Then, the next step is to perform the CTR calculation for identifying the cardiomegaly. Most existing works calculated CTR values based on segmented heart and lung regions using the segmentation models [10–14]. Interestingly, a study has attempted four different customized-encoders including: Visual Geometry Group (VGG)-11 U-Net, VGG-16 U-Net, SegNet and AlbuNet [10]. AlbuNet was seen to provide the most consistent and smooth segmentation results. The postprocessing step was applied to the segmented results before calculating CTR [11], based on the dilation and erosion processes. Then, the connected components of prediction masks were set to be the segmented lungs and heart.
Differently, by Singh et al. [15], cardiomegaly was identified using critical points, which were obtained using the Convolutional Neural Network (CNN)-based regressor. The deep reinforcement learning was then applied to the points to generate the regression points for the CTR measurement.
Recently, Ajmera et al. also deployed U-Net for segmenting areas of lungs and heart [16]. The CTR was calculated using widths of chest and heart. The CTR cut-off of 0.55 was used to determine the cardiomegaly. In addition, Lee et al. used U-Net for lung and heart segmentation [17]. The segmentation performance was varied depending on thoracic conditions. The automatic CTR calculation was then performed based on the segmentation results, which was used as an index of cardiac enlargement. The cardiomegaly was cut-off at the CTR of 0.50, for a regular diagnostic practice.
In this paper, the developed solution relies on the U-Net based model for heart and lung segmentation. The trained models and CTR calculation method will also be validated on the cross-dataset schema. The methods are trained on publicly available datasets and tested on the self-collected dataset. Also, a large-sized dataset of 30,000 x-ray images is constructed using progressive growing of GAN (ProGAN) [18]. This step is used for validating the classification of cardiomegaly. In addition, more examples of GAN [19–21] could be choices of the step of using GAN to generate more data samples. In this paper, as an example, it is sufficient to deploy the U-net as the main segmentation technique and ProGAN as the main image synthesis technique of constructing chest x-ray images for both cases of cardiomegaly and normal.

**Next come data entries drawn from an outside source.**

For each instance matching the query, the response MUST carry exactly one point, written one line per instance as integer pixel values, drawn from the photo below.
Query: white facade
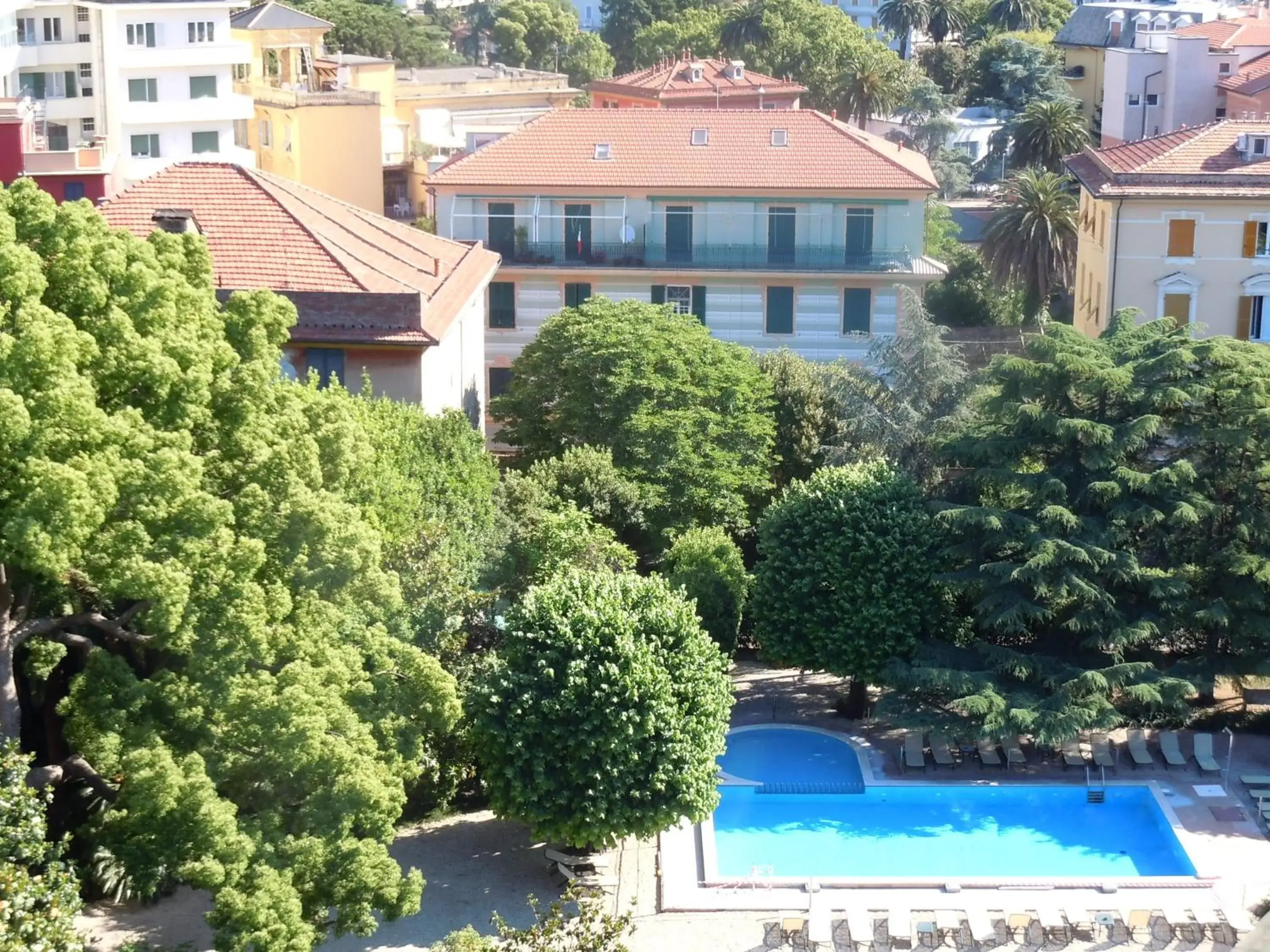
(155, 79)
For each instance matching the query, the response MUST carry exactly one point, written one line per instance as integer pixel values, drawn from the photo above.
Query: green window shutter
(780, 310)
(856, 308)
(502, 304)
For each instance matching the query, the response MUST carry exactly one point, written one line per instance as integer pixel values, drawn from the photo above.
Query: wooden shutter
(1250, 239)
(1182, 238)
(699, 303)
(1244, 319)
(1178, 306)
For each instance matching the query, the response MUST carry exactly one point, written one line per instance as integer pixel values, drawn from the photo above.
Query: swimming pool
(924, 831)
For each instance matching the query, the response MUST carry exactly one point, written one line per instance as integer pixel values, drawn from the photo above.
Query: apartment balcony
(266, 94)
(707, 258)
(187, 111)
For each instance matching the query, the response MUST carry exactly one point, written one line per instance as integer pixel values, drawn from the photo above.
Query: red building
(66, 172)
(695, 83)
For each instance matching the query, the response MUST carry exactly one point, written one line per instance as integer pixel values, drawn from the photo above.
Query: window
(143, 91)
(502, 304)
(780, 311)
(856, 310)
(141, 35)
(145, 146)
(201, 32)
(328, 362)
(205, 143)
(202, 88)
(680, 297)
(1182, 238)
(500, 381)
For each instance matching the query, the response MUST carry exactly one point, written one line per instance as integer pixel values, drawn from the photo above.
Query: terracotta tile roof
(670, 80)
(653, 149)
(1227, 35)
(265, 231)
(1193, 162)
(1253, 77)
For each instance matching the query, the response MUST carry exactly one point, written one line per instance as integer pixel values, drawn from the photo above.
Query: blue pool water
(926, 831)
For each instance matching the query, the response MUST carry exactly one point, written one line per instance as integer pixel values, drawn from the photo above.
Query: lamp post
(1230, 753)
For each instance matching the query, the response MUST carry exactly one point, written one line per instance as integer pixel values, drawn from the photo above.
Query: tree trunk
(11, 707)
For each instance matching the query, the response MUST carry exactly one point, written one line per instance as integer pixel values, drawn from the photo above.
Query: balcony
(708, 258)
(295, 98)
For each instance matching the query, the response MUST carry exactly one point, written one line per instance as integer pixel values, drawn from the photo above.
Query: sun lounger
(940, 752)
(1102, 748)
(860, 926)
(1204, 758)
(982, 928)
(1171, 751)
(1138, 751)
(1014, 751)
(915, 753)
(1072, 756)
(988, 756)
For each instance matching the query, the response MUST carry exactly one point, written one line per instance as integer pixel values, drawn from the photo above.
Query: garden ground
(477, 865)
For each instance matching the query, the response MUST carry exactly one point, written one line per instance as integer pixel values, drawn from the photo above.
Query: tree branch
(74, 767)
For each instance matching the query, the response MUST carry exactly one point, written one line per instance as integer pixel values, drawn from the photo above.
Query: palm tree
(903, 17)
(1030, 239)
(1047, 130)
(1015, 14)
(947, 17)
(873, 83)
(743, 26)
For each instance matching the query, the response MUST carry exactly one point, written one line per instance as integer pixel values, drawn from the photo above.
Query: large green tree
(605, 713)
(1030, 239)
(39, 890)
(845, 579)
(195, 620)
(684, 414)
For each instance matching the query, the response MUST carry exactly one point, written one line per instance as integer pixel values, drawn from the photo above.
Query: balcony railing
(717, 258)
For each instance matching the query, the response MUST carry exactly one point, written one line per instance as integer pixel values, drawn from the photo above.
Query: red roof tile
(265, 231)
(671, 80)
(1198, 160)
(1227, 35)
(653, 149)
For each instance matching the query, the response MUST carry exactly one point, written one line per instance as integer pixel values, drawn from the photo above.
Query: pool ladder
(1099, 794)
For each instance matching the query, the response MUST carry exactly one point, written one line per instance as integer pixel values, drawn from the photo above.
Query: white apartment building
(154, 80)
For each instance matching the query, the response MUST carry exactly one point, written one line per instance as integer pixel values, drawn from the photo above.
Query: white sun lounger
(1138, 749)
(1204, 758)
(860, 926)
(982, 927)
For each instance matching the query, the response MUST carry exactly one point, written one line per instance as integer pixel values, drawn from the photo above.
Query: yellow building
(1178, 225)
(314, 121)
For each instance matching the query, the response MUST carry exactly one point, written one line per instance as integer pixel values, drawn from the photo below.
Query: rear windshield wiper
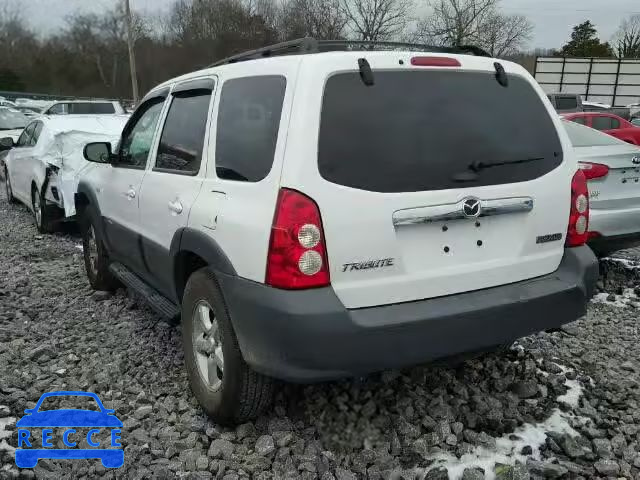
(478, 165)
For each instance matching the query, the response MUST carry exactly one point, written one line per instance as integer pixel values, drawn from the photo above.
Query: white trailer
(610, 81)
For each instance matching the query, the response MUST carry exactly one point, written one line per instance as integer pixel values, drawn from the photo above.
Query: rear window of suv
(91, 108)
(416, 131)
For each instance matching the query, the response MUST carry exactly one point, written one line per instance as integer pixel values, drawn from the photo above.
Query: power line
(561, 9)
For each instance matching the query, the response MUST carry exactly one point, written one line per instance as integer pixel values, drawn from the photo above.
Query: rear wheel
(226, 387)
(7, 186)
(41, 213)
(96, 260)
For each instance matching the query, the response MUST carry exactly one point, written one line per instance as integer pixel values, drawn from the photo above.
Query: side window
(566, 103)
(182, 140)
(248, 123)
(601, 123)
(36, 134)
(138, 135)
(25, 137)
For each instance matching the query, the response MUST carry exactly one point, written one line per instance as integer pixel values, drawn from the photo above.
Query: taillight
(297, 256)
(579, 215)
(593, 170)
(434, 62)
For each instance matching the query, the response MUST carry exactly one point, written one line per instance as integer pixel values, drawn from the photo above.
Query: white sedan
(43, 168)
(612, 169)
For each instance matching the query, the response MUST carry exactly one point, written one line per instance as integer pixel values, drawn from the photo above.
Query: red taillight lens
(579, 214)
(297, 256)
(434, 62)
(593, 170)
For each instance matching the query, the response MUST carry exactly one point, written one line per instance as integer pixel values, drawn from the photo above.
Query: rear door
(119, 187)
(408, 209)
(172, 185)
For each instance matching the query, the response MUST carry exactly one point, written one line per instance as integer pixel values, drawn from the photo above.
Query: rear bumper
(309, 335)
(606, 245)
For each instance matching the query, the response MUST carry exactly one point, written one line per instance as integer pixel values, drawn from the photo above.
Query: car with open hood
(44, 166)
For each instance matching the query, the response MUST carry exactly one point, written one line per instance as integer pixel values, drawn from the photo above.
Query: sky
(553, 19)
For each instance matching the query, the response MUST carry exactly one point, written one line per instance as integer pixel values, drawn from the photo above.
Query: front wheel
(226, 387)
(96, 260)
(7, 186)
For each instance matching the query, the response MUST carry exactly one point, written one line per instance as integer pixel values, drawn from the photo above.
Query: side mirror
(6, 143)
(97, 152)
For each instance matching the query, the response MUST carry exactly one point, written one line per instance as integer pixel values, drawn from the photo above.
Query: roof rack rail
(311, 45)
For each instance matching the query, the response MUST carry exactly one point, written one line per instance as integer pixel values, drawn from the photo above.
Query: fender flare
(85, 189)
(189, 240)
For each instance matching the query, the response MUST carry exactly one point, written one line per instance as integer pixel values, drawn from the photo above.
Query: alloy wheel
(207, 345)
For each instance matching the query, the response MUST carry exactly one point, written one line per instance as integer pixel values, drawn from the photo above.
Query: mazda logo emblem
(471, 207)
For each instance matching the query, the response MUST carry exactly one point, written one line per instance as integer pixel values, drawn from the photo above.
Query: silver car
(612, 168)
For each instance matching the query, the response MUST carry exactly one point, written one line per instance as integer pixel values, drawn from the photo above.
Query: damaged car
(43, 168)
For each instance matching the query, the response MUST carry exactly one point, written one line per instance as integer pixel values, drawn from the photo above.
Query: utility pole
(132, 55)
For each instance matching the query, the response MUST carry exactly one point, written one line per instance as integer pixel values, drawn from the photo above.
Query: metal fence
(608, 80)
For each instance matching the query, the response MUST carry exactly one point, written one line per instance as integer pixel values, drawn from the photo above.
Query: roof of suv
(299, 50)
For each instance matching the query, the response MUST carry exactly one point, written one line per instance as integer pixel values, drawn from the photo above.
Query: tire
(41, 213)
(7, 186)
(96, 259)
(235, 393)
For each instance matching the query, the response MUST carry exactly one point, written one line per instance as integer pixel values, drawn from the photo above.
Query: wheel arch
(192, 250)
(85, 197)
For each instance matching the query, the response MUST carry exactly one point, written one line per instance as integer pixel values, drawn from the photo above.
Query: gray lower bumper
(309, 335)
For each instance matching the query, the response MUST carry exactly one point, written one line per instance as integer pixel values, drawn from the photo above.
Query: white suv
(326, 214)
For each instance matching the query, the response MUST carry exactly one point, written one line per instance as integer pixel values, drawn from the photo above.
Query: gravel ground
(557, 405)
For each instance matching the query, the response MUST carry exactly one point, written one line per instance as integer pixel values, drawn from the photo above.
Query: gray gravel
(558, 405)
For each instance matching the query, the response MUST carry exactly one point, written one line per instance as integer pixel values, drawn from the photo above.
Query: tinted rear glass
(414, 131)
(81, 108)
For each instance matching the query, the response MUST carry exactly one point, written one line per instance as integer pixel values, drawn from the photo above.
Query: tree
(627, 38)
(377, 20)
(462, 22)
(585, 43)
(504, 35)
(322, 19)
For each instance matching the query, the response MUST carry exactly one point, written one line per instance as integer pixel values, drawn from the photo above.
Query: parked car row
(314, 215)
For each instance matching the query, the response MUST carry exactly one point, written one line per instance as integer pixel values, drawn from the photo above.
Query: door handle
(175, 207)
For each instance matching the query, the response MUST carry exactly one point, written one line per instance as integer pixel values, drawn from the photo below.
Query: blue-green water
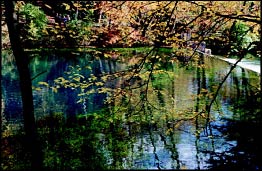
(172, 133)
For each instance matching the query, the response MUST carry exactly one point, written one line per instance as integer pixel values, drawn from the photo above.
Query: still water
(171, 130)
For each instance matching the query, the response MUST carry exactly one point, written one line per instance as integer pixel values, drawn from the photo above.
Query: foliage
(242, 36)
(35, 21)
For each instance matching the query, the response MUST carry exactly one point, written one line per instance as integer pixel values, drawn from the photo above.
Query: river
(170, 128)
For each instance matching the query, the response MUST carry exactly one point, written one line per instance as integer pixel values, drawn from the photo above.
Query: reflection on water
(149, 138)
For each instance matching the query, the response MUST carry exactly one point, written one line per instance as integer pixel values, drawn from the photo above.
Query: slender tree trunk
(22, 62)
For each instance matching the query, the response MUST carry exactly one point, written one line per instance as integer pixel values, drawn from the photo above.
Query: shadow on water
(165, 128)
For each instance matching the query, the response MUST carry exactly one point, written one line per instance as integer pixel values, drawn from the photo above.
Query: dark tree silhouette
(22, 62)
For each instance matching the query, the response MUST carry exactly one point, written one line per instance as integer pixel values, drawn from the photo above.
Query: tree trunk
(22, 62)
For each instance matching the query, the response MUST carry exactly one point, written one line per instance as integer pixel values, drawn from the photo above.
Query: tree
(22, 62)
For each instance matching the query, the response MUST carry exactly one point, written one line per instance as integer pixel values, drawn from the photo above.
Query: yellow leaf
(43, 83)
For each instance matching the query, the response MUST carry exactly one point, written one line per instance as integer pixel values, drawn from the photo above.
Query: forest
(109, 85)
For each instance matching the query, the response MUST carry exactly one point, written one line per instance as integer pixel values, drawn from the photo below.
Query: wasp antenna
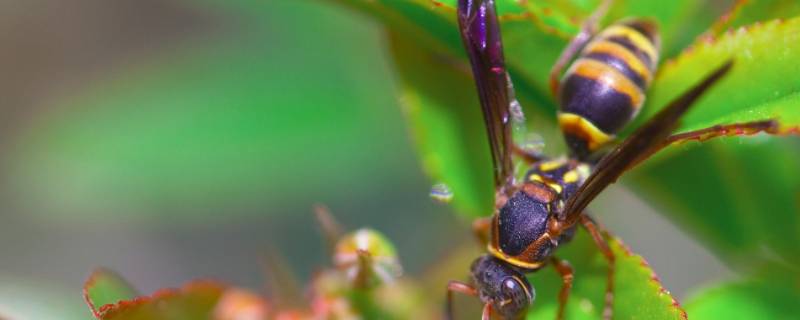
(330, 227)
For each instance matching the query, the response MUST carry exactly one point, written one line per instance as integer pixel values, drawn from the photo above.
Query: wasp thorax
(520, 227)
(500, 284)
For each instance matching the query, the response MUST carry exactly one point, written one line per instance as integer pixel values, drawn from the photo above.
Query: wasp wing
(643, 141)
(480, 32)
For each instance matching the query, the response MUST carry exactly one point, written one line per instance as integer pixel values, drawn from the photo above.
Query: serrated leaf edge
(654, 279)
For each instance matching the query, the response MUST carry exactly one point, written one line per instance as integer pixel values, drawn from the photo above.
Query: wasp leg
(565, 270)
(599, 236)
(527, 156)
(735, 129)
(455, 286)
(487, 312)
(723, 22)
(588, 29)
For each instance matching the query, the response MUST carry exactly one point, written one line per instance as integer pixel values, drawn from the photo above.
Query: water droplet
(440, 192)
(532, 144)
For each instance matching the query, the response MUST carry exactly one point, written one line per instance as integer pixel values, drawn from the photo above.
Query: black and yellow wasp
(599, 94)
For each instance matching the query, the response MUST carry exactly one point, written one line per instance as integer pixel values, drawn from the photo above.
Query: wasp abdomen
(605, 87)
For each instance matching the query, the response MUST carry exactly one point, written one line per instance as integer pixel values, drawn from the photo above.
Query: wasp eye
(517, 295)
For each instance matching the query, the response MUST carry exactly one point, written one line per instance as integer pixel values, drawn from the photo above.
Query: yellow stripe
(638, 39)
(622, 53)
(514, 261)
(551, 165)
(571, 176)
(579, 126)
(608, 76)
(555, 186)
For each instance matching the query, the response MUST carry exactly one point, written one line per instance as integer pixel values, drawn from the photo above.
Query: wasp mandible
(599, 94)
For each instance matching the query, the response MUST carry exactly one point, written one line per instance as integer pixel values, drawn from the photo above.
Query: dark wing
(645, 139)
(480, 32)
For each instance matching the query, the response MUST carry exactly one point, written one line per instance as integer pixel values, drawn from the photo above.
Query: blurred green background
(172, 140)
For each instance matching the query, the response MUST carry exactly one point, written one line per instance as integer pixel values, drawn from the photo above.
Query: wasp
(601, 92)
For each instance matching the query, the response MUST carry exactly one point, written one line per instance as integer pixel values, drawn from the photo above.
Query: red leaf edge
(161, 294)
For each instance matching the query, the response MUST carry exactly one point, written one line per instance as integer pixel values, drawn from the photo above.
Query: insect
(599, 94)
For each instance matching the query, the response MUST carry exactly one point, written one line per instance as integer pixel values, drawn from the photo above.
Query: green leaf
(738, 195)
(765, 297)
(721, 189)
(195, 300)
(105, 287)
(210, 127)
(719, 205)
(638, 294)
(761, 85)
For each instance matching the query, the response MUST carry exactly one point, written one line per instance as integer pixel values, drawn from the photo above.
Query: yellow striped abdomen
(605, 87)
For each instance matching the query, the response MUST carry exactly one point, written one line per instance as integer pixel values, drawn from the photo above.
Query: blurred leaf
(755, 11)
(105, 287)
(34, 296)
(223, 125)
(738, 195)
(638, 294)
(770, 296)
(195, 300)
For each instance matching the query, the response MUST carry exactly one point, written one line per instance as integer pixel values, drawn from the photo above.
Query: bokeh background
(174, 139)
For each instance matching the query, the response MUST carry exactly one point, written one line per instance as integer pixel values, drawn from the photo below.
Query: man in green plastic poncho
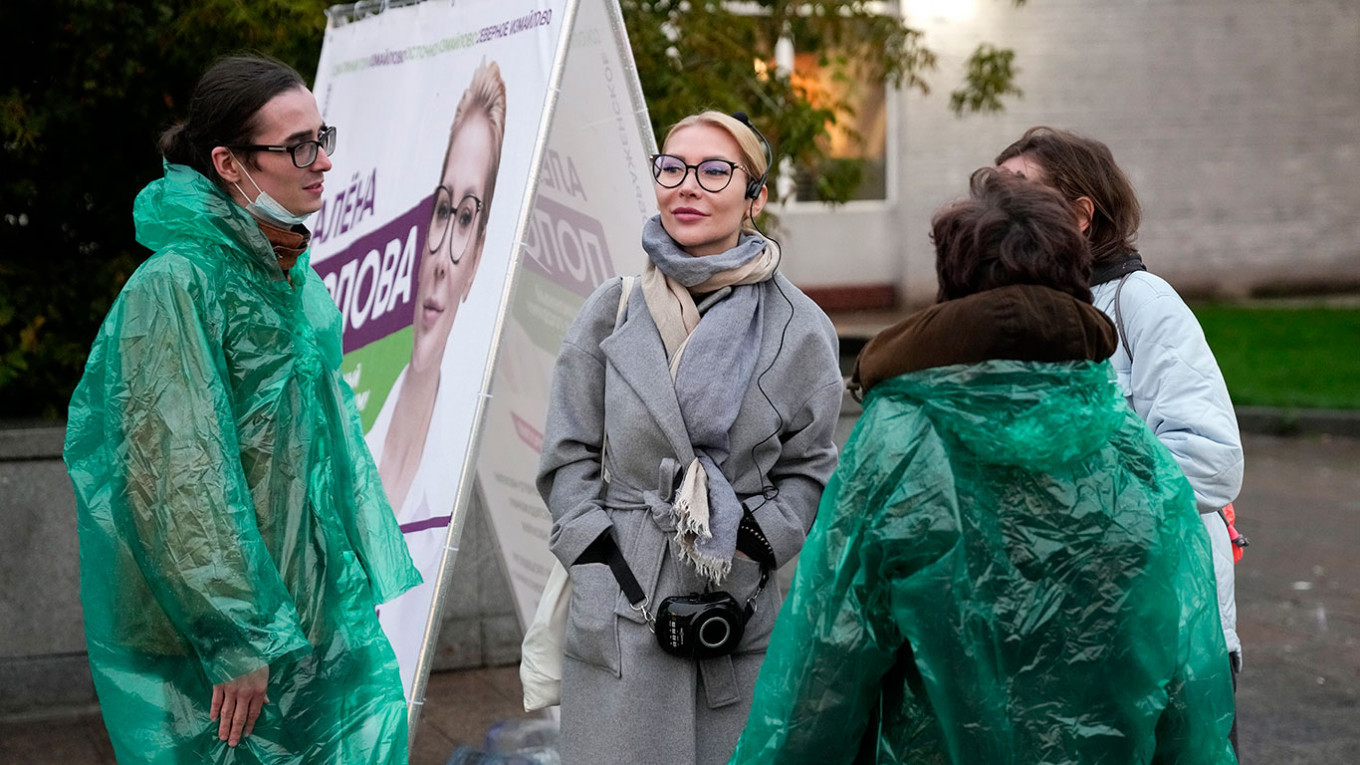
(234, 536)
(1007, 565)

The proposed solution is then evaluated in several perspectives including heart and lung segmentation, CTR calculation and cardiomegaly classification. The experiments are also conducted on publicly available dataset, self-collected dataset, and ProGAN-reconstructed dataset. The rest of this paper is organized as follow. The methodology is proposed in section 2. The experiments and results are explained in section 3. Then, the conclusion is drawn in section 4.
2. Proposed method
The proposed solution of CTR measurement in this paper contains three main steps: (1) lung segmentation, (2) heart segmentation and (3) ratio calculation. Then, it is evaluated based on three datasets of publicly available datasets, a self-collected dataset and created x-ray images of chest Postero-Anterior (PA) using the GAN technique. The results are explained and discussed in the next section. In addition, some related supplementary materials of additional figures are located at https://github.com/worapanda/ACI_CTR.
To calculate CTR, as shown in Figure 1, it is a ratio between the widest area of the heart (i.e. orange line) and the widest area of the thoracic cavity (i.e. blue line) in the chest PA x-ray image [22]. Therefore, estimating CTR must begin with segmenting areas of the heart and lungs. Then, lengths of the widest area of the heart and the widest area of the thoracic cavity, based on segmented areas of the heart and lungs, are measured for calculating CTR.
Two chest X-ray scans with measurements. Panel A shows a chest X-ray with an orange line representing the widest area of the heart and a blue line representing the widest area of the thoracic cavity. Panel B shows another chest X-ray with similar measurements, where the orange line indicates the widest area of the heart and the blue line indicates the widest area of the thoracic cavity.Sample visualizations of CTR measurements, where an orange line represents a widest area of heart, a blue line represents a widest area of thoracic cavity, and CTR is a ratio between a length of the orange line and a length of the blue line (Color version of the figure is available online)
Two chest X-ray scans with measurements. Panel A shows a chest X-ray with an orange line representing the widest area of the heart and a blue line representing the widest area of the thoracic cavity. Panel B shows another chest X-ray with similar measurements, where the orange line indicates the widest area of the heart and the blue line indicates the widest area of the thoracic cavity.Sample visualizations of CTR measurements, where an orange line represents a widest area of heart, a blue line represents a widest area of thoracic cavity, and CTR is a ratio between a length of the orange line and a length of the blue line (Color version of the figure is available online)
Three types of inputs are needed to train and evaluate the performance of the segmentation, including chest PA x-ray images, lung masks and heart masks. The masks are used in the training process to allocate the corresponding areas in the x-ray images for seen lung and heart characteristics. At the same time, they are used in the testing process to see how accurate the segmented results by the proposed method are. The efficiency of the segmentation will directly influence the efficiency of the CTR calculation.
The lung and heart segmentation are implemented based on U-Net architecture [23–25]. It is one popular type of convolutional neural network that was first developed for biomedical image segmentation. The architecture contains two main modules, including encoder and decoder modules. The encoder module (i.e. the left side of the U shape of U-Net) or the contraction part contains two 3 × 3 convolution layers, a rectified linear unit (ReLu) and down-sampling with a 2 × 2 max-pooling for capturing principal contexts in input images. At each down-sampling step, the number of feature spaces is double. For example, the first layer of the encoder module begins with the feature space starting from 32 filters. It is then doubled to 64, 128, 256 and 512 filters in layers 2, 3, 4 and 5, respectively.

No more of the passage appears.